No século XIX, a visita de aventureiros à região foi também muito intensa. Os registros históricos apontam que em 1844 o viajante francês Castelnau esteve em Martírios, chegando a relatar nas suas anotações dados sobre a região.


Em 1888, o antropólogo alemão Paul Ehrenreich, que já havia desenvolvido estudos sobre os Karajá da Ilha do Bananal, decidiu descer o rio e chegou até aos Martírios, fazendo minucioso estudo sobre as inscrições. Ehrenreich copiou a maioria das figuras, divulgando-as nos seus trabalhos, mas sempre às associava a conhecimentos astronômicos dos indígenas.


Por estas e outras razões, a região arqueológica dos Martírios é bastante conhecida e procurada por turistas, principalmente quando o rio se encontra no nível mais baixo, expondo os matacões.

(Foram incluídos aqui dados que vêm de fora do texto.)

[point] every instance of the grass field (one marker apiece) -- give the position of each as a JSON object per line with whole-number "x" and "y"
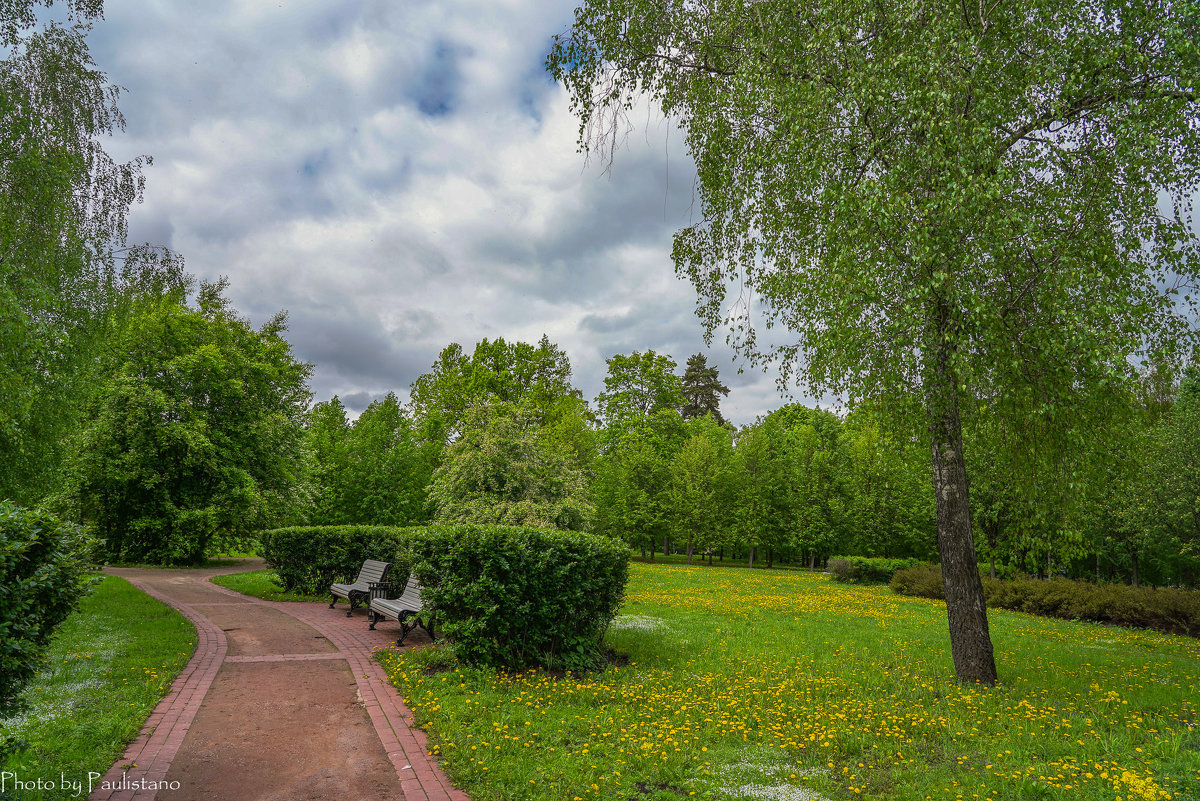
{"x": 262, "y": 584}
{"x": 783, "y": 685}
{"x": 108, "y": 667}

Com a criação do estado do Tocantins e suas universidades alguns pesquisadores continuam a conduzir trabalhos de busca de informações na região. Pelo que conhecemos do atual panorama da arqueologia brasileira, essas manifestações rupestres são comuns em diversas áreas do Brasil.


No caso específico de Martírios devem ter sido confeccionadas por índios em atividades sazonais de pesca, com o rio baixo, o que coincide com o período de pesca no Araguaia e seca na região.

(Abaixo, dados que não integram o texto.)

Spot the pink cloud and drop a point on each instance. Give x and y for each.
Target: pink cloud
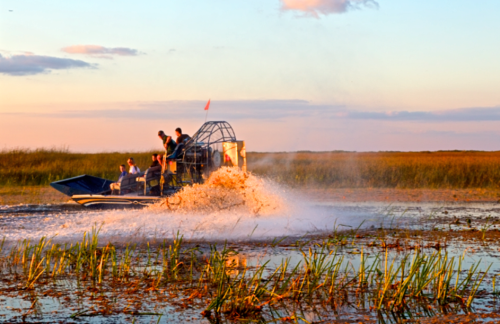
(100, 51)
(325, 7)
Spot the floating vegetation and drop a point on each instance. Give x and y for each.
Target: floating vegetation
(320, 279)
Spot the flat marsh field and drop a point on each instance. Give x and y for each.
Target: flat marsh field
(337, 176)
(360, 238)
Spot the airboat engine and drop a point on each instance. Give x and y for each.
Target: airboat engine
(212, 146)
(235, 154)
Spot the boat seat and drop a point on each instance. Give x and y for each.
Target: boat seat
(151, 181)
(177, 152)
(128, 183)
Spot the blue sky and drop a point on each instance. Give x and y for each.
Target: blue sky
(288, 74)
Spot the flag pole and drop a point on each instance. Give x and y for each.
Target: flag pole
(206, 108)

Um outro atributo quanto à sua confecção deve estar associado a horas de ociosidade. Como à época, segundo relatos, havia fartura de peixes, este fato deveria proporcionar aos indígenas tais situações, que deveriam ser preenchidas por alguns com dotes artísticos.


Atualmente, os índios que habitam a região são os Xambioá que falam língua Karajá e têm forte relação com os Karajá da Ilha do Bananal.

rupestres


Com relação à interpretação dos símbolos rupestres do Brasil, há duas correntes bem definidas. Há aquela corrente que reúne defensores de que todas essas manifestações, feitas com marcas que os próprios indígenas conhecem, funcionam como marcadores de território. E há aquela corrente que classifica as manifestações rupestres como representações artísticas de determinados grupos, sendo assim, não há como interpretá-las, porque a arte não é feita com este objetivo e sim, como expressão simbólica que deve ser apreciada.